Reputation: 419
I have a specific programming question concerning R. I want to apply a custom function over a whole data set, but the values in the function should change compared to what group it belongs to. Here is a dataset that is similar to the one i'm working with
set.seed(123)
df <- data.frame(group = c(rep("one", 10), rep("two", 9), rep("three", 11)),
slot = c(1:10, 1:9, 1:11),
x = sample(100, 30))
And the function
RI_fun <- function(x, y) {
((x - y)/ y) * 100
}
The real dataset is larger but the structure is the same. A little info on the real dataset: It is a series of measurements(slots) on a sample (group) where i want the first measurement (slot == 1) to be y in the custom function (RI_fun)
i want to make a new column that is the output of the custom function where x = df$x and y is the x value where df$slot == 1 to each group.
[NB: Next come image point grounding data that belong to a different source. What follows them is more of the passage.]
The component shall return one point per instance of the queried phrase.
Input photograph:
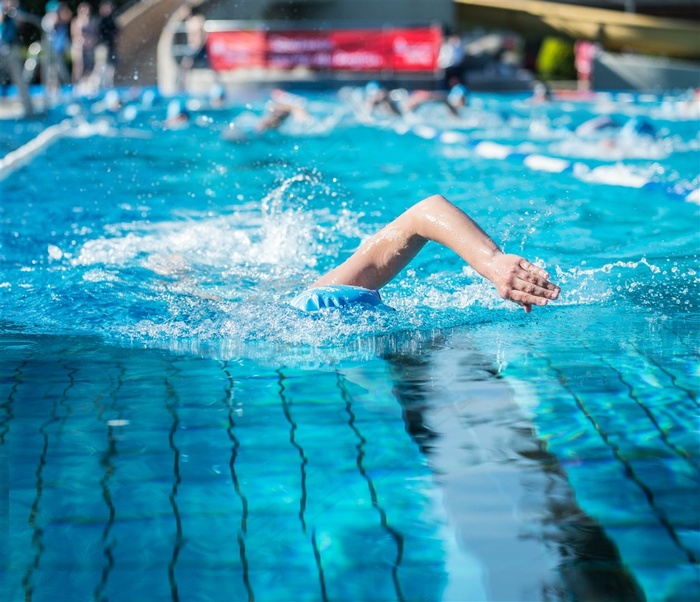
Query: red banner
(228, 50)
(407, 49)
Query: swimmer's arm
(384, 255)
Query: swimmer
(454, 100)
(277, 113)
(279, 109)
(376, 97)
(384, 255)
(177, 116)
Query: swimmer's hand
(518, 280)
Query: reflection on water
(414, 476)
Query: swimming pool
(170, 428)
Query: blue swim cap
(640, 127)
(457, 93)
(175, 108)
(337, 296)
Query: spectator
(196, 53)
(56, 26)
(450, 60)
(84, 38)
(10, 65)
(109, 32)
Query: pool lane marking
(292, 439)
(171, 404)
(626, 463)
(235, 446)
(362, 441)
(676, 449)
(602, 174)
(25, 153)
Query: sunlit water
(172, 429)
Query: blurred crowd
(77, 48)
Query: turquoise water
(171, 429)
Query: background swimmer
(454, 100)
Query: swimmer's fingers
(527, 300)
(524, 283)
(534, 280)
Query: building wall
(350, 11)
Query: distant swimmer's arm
(386, 253)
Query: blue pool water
(171, 429)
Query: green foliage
(556, 59)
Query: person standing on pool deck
(384, 255)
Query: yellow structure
(615, 30)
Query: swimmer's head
(217, 95)
(458, 95)
(372, 88)
(177, 113)
(639, 127)
(149, 99)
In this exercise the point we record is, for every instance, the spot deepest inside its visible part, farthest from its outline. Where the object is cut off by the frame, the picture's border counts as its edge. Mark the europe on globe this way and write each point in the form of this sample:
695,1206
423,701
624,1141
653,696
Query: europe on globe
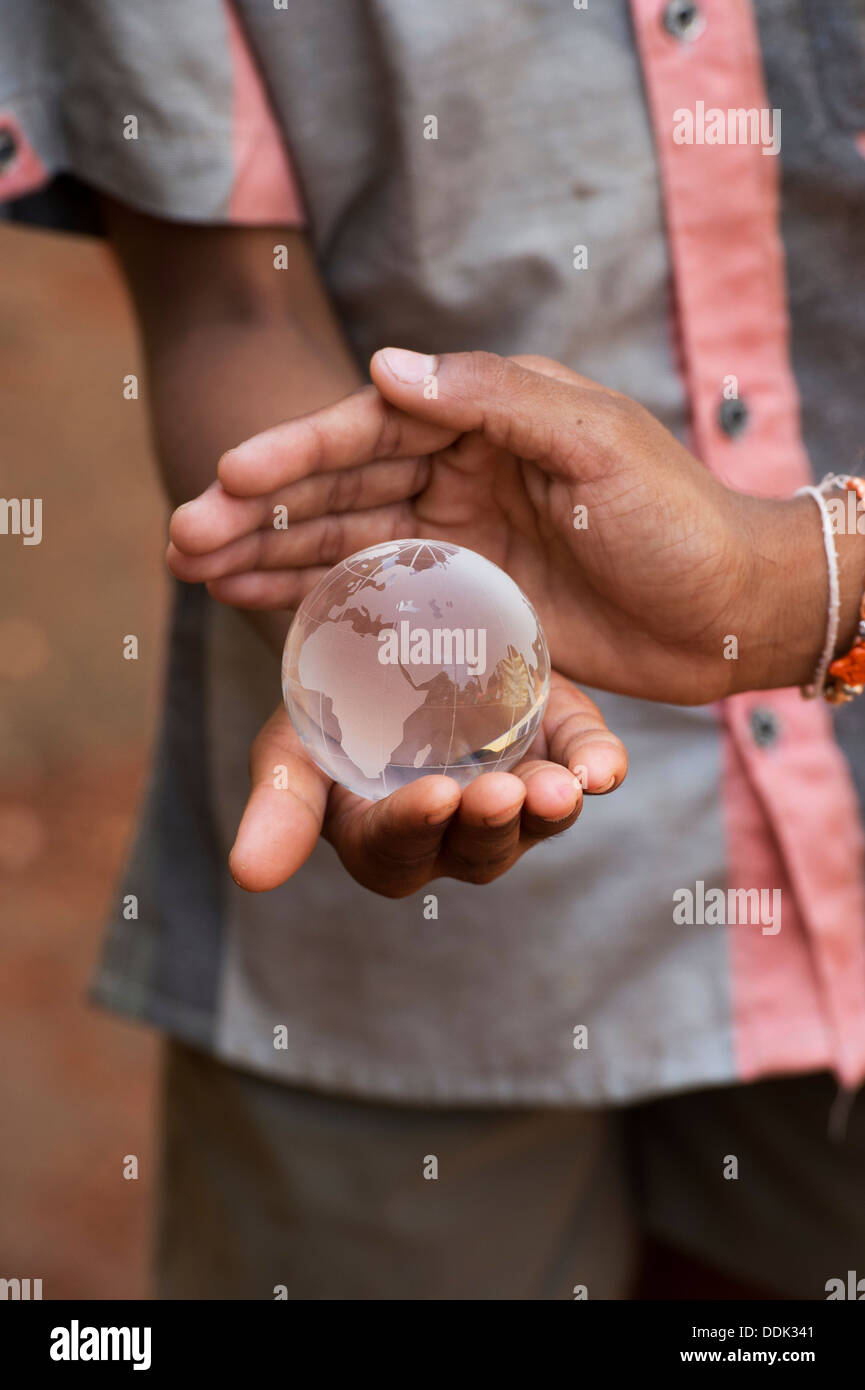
413,658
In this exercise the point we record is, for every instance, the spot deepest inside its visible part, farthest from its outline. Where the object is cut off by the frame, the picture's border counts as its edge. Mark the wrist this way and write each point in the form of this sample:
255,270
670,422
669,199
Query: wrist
785,606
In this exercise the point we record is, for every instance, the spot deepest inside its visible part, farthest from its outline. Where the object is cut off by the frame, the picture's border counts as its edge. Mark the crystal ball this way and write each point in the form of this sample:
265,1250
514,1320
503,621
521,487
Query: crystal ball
415,658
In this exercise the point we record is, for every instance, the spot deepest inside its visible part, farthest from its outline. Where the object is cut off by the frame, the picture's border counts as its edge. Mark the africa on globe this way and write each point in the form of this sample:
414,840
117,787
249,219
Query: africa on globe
415,658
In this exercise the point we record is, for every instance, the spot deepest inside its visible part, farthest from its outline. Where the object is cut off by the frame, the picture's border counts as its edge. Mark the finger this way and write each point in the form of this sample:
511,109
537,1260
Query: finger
216,519
299,544
577,738
266,590
392,845
484,836
554,798
533,414
284,812
352,432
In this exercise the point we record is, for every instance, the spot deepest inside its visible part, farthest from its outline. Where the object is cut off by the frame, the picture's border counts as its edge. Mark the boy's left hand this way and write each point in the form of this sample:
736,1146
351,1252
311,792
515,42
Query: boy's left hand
429,829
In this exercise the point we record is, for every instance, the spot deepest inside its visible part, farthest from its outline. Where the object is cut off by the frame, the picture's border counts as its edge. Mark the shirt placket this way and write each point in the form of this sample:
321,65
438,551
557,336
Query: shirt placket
722,217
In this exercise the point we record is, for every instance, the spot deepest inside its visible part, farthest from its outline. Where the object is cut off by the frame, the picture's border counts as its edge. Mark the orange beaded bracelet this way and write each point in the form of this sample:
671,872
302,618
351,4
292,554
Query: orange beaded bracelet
846,676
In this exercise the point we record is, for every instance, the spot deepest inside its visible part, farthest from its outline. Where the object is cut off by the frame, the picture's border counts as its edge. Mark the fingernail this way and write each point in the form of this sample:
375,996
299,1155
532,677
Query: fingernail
409,366
502,818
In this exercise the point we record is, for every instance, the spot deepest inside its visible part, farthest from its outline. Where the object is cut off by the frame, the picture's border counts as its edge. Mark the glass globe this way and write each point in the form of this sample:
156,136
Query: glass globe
415,658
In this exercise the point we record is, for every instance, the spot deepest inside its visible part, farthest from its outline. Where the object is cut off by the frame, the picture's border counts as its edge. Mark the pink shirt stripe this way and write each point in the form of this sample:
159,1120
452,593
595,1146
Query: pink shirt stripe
264,189
790,811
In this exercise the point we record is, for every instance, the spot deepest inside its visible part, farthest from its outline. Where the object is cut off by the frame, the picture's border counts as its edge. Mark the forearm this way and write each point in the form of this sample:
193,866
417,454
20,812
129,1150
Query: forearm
231,345
783,620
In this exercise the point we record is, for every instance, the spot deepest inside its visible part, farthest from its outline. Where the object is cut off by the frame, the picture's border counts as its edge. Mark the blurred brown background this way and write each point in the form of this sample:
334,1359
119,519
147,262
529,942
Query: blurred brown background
77,720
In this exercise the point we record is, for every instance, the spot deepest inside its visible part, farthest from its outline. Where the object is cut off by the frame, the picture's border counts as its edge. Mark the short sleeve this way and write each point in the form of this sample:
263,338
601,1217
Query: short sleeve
157,104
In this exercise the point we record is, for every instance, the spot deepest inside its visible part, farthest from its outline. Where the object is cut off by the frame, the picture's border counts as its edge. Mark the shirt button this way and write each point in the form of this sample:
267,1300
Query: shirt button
9,148
765,727
733,417
683,20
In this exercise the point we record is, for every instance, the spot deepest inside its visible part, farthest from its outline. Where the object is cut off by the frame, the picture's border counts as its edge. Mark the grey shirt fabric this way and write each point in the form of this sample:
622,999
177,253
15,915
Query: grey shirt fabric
544,143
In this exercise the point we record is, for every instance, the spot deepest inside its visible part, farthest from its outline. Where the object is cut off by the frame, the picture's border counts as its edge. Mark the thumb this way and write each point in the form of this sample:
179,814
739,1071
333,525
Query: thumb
543,414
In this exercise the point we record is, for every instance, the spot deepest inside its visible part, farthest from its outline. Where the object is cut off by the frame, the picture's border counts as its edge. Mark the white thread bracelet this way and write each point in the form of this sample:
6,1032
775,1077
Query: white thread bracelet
835,592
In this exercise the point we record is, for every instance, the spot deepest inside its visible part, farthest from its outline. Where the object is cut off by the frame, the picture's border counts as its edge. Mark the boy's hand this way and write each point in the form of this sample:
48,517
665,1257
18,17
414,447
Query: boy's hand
640,563
429,829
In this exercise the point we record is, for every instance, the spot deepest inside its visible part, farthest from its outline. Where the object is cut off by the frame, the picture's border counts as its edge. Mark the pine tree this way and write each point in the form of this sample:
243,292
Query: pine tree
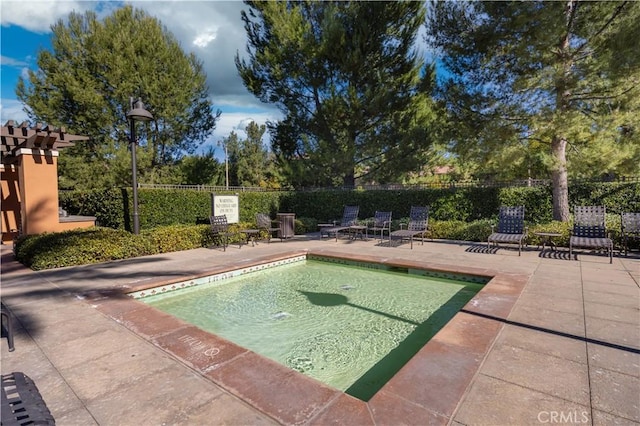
85,84
353,91
555,81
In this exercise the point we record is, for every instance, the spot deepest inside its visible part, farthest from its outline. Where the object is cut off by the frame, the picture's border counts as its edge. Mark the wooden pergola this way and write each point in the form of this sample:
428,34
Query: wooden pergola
29,183
41,137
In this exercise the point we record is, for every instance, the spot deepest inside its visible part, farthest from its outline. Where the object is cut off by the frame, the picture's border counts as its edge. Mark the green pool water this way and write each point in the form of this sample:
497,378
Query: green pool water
350,327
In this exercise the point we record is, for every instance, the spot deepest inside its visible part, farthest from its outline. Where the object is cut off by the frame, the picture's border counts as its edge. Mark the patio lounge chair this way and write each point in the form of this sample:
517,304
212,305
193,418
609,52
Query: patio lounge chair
266,224
220,230
511,227
382,223
418,225
630,224
349,219
589,230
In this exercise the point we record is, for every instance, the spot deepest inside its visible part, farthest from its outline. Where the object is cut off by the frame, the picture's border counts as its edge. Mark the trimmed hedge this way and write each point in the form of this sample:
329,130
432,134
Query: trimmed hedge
157,207
94,245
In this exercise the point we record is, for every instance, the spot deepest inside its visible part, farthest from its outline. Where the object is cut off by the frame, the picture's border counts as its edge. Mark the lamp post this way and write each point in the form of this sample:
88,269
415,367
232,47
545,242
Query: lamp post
137,113
226,163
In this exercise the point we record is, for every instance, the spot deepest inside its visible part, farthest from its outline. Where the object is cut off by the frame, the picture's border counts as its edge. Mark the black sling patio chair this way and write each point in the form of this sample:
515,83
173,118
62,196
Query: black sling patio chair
589,230
381,223
265,223
418,225
220,231
511,229
630,227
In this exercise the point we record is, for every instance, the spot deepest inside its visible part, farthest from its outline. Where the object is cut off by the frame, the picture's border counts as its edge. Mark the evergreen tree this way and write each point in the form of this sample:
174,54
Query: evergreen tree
542,85
252,157
85,84
348,81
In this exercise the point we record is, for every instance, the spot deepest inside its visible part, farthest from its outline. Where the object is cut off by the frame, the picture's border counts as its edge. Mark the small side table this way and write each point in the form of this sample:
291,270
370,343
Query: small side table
361,230
322,227
547,239
251,235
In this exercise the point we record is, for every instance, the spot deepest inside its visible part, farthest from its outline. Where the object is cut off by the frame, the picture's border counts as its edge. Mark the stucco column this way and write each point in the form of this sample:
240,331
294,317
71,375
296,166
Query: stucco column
38,183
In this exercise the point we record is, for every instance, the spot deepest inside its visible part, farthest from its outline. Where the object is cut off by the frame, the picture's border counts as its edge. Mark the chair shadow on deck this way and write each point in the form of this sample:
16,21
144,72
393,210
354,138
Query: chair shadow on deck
481,248
555,254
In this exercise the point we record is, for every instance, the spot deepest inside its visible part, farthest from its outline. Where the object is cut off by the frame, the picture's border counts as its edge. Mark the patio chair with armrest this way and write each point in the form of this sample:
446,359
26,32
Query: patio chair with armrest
220,230
589,230
418,225
630,226
511,229
381,223
349,219
265,223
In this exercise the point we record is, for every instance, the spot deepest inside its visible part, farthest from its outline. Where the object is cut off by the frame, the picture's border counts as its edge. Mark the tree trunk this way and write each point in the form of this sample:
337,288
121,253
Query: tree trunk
559,179
349,180
559,142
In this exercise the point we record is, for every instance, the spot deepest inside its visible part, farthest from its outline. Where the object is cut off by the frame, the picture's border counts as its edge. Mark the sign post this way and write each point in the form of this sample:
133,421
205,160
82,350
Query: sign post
227,205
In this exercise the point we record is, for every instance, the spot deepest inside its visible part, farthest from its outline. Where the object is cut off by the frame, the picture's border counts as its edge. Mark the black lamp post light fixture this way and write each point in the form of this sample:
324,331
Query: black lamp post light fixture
137,113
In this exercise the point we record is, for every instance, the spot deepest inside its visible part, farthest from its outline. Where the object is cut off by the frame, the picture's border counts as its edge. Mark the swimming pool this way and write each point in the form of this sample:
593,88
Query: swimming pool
351,325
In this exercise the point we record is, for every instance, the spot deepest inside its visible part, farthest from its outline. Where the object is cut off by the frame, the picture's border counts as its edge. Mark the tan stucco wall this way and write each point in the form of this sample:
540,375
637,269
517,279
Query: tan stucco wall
33,186
10,201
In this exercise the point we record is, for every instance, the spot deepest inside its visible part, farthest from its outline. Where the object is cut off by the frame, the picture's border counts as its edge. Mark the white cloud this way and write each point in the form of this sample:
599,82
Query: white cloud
203,39
38,16
12,109
5,60
237,122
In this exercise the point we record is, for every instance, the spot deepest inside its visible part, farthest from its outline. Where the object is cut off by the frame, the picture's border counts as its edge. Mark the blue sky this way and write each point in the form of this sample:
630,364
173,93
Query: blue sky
212,30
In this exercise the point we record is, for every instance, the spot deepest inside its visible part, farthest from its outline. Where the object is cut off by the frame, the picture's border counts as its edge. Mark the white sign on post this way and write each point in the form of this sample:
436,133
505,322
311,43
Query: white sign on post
227,205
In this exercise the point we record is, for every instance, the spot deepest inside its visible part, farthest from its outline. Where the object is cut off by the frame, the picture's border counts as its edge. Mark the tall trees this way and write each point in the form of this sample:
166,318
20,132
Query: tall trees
85,83
348,81
524,77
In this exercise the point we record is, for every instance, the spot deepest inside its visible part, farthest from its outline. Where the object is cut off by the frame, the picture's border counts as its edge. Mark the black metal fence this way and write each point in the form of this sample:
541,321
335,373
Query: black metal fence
393,186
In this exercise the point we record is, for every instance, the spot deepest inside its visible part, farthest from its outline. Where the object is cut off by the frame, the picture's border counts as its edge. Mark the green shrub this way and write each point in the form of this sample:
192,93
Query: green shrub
79,247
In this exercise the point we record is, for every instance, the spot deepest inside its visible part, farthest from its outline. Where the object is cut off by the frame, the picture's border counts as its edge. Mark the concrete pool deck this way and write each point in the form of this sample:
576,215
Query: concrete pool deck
557,342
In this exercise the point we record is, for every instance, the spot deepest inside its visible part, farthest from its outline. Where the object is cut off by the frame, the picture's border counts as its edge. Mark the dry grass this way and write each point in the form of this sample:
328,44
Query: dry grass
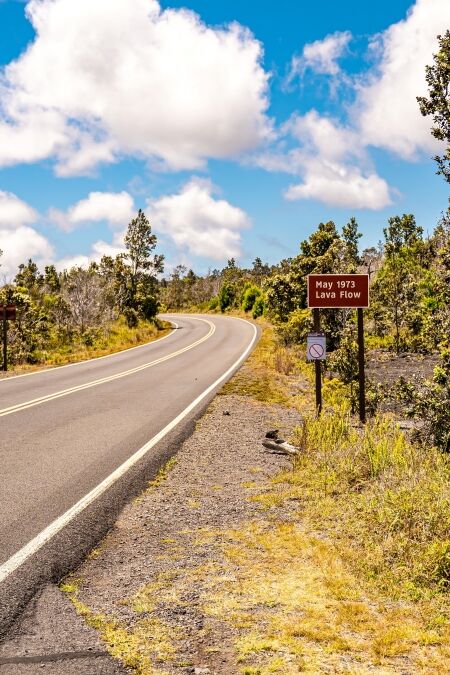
115,338
346,569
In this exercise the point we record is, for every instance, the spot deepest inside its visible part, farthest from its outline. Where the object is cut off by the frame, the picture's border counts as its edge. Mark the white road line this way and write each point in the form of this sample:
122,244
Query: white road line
96,358
49,532
94,383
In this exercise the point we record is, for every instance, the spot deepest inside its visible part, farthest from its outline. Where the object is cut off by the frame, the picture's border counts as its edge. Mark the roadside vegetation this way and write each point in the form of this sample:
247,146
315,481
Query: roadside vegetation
350,554
76,314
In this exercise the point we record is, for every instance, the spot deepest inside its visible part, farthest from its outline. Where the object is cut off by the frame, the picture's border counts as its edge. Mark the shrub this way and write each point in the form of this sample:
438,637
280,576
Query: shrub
213,303
251,294
429,402
259,307
294,331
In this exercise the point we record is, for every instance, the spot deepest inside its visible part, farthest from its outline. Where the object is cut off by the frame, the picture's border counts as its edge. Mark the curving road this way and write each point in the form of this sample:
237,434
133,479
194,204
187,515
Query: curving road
77,441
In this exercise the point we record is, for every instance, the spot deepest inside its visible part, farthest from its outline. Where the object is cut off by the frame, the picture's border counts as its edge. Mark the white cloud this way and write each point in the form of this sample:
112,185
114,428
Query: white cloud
320,56
116,208
15,212
341,185
387,114
18,240
332,163
21,244
108,78
198,223
332,159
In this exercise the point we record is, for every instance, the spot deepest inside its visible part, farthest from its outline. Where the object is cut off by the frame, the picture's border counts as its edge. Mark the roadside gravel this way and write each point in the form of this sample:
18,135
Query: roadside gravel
152,569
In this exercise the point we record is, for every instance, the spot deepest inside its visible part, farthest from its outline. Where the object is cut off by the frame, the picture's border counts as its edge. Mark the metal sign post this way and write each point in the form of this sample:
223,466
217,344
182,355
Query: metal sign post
341,291
5,340
314,349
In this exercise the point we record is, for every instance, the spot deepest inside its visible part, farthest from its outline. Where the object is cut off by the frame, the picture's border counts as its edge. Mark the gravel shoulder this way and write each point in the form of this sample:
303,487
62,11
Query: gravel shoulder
213,570
152,572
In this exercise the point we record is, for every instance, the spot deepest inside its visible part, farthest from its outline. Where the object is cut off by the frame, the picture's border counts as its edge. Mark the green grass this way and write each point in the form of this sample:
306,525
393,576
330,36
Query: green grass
114,338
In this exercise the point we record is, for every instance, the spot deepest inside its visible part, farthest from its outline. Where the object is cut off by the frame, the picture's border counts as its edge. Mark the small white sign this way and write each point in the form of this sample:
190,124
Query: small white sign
316,347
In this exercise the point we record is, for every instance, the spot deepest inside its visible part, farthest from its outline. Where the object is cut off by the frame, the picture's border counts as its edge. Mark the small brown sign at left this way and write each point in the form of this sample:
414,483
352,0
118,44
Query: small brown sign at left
10,312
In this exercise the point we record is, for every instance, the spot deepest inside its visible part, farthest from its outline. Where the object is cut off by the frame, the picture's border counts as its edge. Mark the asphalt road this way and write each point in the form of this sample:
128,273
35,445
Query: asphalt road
77,442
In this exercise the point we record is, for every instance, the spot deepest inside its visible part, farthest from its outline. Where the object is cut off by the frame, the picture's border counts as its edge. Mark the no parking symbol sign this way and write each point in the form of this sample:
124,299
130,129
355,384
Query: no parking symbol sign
316,345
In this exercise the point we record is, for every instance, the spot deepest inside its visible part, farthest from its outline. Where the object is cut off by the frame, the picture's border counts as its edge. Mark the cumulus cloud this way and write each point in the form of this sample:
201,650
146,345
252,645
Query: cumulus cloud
332,158
18,240
116,208
320,56
198,223
341,185
386,113
110,78
332,164
15,212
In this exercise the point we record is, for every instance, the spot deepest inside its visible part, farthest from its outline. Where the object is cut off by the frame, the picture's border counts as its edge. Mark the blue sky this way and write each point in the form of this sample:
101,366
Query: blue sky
237,126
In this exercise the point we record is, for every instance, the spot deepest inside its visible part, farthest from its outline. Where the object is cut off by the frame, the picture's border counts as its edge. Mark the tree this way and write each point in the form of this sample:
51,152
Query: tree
402,293
138,277
438,103
351,236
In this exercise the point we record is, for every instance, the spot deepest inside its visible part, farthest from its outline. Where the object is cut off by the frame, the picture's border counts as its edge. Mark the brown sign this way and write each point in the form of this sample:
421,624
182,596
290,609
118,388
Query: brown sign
338,290
10,312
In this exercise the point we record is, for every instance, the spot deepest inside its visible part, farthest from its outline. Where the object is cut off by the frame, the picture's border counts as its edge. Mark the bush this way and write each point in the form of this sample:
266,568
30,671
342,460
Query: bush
213,303
388,499
131,317
259,307
296,329
429,402
251,294
226,297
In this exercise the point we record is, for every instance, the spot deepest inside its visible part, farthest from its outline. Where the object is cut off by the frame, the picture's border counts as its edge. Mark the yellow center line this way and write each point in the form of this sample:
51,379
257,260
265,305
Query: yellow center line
65,392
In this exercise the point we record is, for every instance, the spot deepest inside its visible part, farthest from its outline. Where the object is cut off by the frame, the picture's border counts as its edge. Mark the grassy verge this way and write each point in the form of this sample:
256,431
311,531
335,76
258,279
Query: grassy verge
353,561
115,338
346,568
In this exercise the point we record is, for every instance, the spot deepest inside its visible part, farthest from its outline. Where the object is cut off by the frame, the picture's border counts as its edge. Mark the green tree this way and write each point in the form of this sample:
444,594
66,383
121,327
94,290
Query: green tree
438,102
351,236
137,276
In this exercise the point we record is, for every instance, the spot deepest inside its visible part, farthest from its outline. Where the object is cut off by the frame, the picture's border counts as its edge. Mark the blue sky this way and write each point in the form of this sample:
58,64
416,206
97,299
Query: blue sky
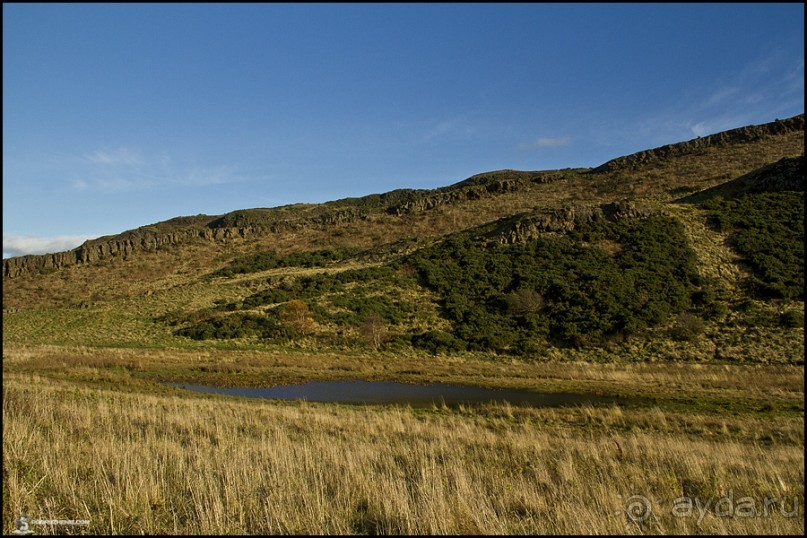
121,115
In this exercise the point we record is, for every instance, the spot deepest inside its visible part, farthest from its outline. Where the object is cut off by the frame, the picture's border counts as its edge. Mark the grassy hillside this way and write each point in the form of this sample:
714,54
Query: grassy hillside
670,282
532,264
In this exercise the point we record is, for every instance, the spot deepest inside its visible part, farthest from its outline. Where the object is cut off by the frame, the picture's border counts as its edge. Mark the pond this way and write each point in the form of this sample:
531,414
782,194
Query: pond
383,392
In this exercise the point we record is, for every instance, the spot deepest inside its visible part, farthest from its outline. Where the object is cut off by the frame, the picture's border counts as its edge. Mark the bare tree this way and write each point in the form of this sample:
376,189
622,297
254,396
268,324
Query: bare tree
374,330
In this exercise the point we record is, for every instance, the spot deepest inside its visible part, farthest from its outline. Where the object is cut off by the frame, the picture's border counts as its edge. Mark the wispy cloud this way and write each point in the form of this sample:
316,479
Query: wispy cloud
545,142
115,157
20,245
126,170
457,127
768,87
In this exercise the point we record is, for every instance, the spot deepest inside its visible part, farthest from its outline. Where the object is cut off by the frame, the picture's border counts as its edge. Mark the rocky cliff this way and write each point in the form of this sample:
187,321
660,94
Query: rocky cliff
524,228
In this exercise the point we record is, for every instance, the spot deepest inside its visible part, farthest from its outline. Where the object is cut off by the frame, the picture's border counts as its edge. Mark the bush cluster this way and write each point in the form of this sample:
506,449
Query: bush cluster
261,261
562,289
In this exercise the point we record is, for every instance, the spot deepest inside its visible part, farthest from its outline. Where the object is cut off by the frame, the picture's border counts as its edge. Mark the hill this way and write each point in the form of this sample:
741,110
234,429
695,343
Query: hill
665,253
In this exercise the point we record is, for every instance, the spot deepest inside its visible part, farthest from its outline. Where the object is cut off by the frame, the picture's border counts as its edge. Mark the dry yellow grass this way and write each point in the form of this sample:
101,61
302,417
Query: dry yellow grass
188,464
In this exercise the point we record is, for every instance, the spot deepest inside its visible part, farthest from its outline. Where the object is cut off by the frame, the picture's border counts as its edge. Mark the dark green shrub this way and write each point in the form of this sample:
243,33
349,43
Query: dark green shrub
792,319
687,327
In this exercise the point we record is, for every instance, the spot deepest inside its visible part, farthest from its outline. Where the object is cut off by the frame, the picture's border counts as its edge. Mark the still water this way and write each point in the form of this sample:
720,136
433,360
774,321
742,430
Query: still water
383,392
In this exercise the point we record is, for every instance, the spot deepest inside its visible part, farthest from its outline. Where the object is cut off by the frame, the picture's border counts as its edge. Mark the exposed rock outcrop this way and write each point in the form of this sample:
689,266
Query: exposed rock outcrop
733,136
564,220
I have tried to make a for loop, but without success. My idea was to make the y value an if else statement where it checked for df$group and applied df$x where slot == 1 and group == group that has just been checked.
Here is my attemp:
for (i in seq_along(df$group)) {
RI[i] = RI_fun(x = df$x[i],
y = (ifelse(df$group == df$group[i],
df$x[df$slot == 1 & df$group == df$group[i]],
NA)))
However the output is:
[1] 0.00000 172.41379 41.37931 196.55172 213.79310 -82.75862 72.41379 186.20690 75.86207 44.82759 NA
[12] NA NA NA NA NA NA NA NA NA NA NA
[23] NA NA NA NA NA NA NA NA
When i manually checked what the output should be, it showed that the for-loop is correct up to [11] where it doesn't work anymore. I've tried some other for-loops that are similar to this one, but this is the one where i got closest to the desired output.
Any help you got would be appreciated. If i wasn't clear enough, please ask and i'll try to make it more clear.
Upvotes: 1
Views: 429
Reputation: 5776
Great question, and nicely formatted with reproducible example! Kudos!
In R, you generally don't need to bother using loops. R is inherently vectorized, so we can express ourselves in terms of vectors. Moving along to data.frames, the idea is the same, and adding the package dplyr
, we get some easy functionality.
First, I demonstrate what you want:
library(dplyr)
df %>% group_by(group) %>%
mutate(y=x[slot==1])
as.data.frame(.Last.value)
group slot x y
1 one 1 30 30
2 one 2 72 30
3 one 3 88 30
4 one 4 5 30
5 one 5 55 30
6 one 6 42 30
7 one 7 11 30
8 one 8 53 30
9 one 9 73 30
10 one 10 87 30
11 two 1 52 52
12 two 2 82 52
13 two 3 78 52
14 two 4 59 52
15 two 5 12 52
16 two 6 95 52
17 two 7 1 52
18 two 8 70 52
19 two 9 66 52
20 three 1 69 69
21 three 2 79 69
22 three 3 80 69
23 three 4 21 69
24 three 5 94 69
25 three 6 75 69
26 three 7 25 69
27 three 8 15 69
28 three 9 74 69
29 three 10 31 69
30 three 11 43 69
So, we can confirm that we get the correct x
and y
values. Try to remove the line group_by
and see what happens.
Satisfied that we are obtaining the relevant x
and y
values, plug in your function:
df %>% group_by(group) %>%
mutate(RI=RI_fun(x, x[slot==1]))
If you did try to remove the group_by
line, you got an error. That's because mutate
wants to use a value, either 1 for the entire vector (column) or a value per element in the column. So what happens if you have multiple slots == 1 per group? Well, you'll have to decide how to deal with the deviation from your requirements.
EDIT:
The reason your for-loop isn't working as expected is due to the ifelse
at y. Simply replace with
for (i in seq_along(df$group)) {
RI[i] = RI_fun(x = df$x[i],
y = df$x[df$slot == 1 & df$group == df$group[i]])
}
and it should work just fine.
This is due to ifelse
is vectorized; for each element in the test (first) argument (df$group == df$group[i]
) it returns the corresponding element in either the yes (second) or no (third) element.
Upvotes: 1
Reputation: 1094
The problem is with the ifelse statement. When you call ifelse(df$group == df$group[i] ...), it returns false as soon as df$group[i] != df$group[1]; it returns the result of the very first comparison. You don't need the ifelse, as far as I can see. The following code worked for me (though you should do the manual check to make sure that it's correct).
df <- data.frame(group = c(rep("one", 10), rep("two", 9), rep("three", 11)),
slot = c(1:10, 1:9, 1:11),
x = sample(100, 30))
RI_fun <- function(x, y) {
((x - y)/ y) * 100
}
RI <- rep(NA, 30)
for (i in seq_along(df$group)) {
RI[i] = RI_fun(x = df$x[i],
y = (df$x[df$slot == 1 & df$group == df$group[i]]))
}
RI
Upvotes: 0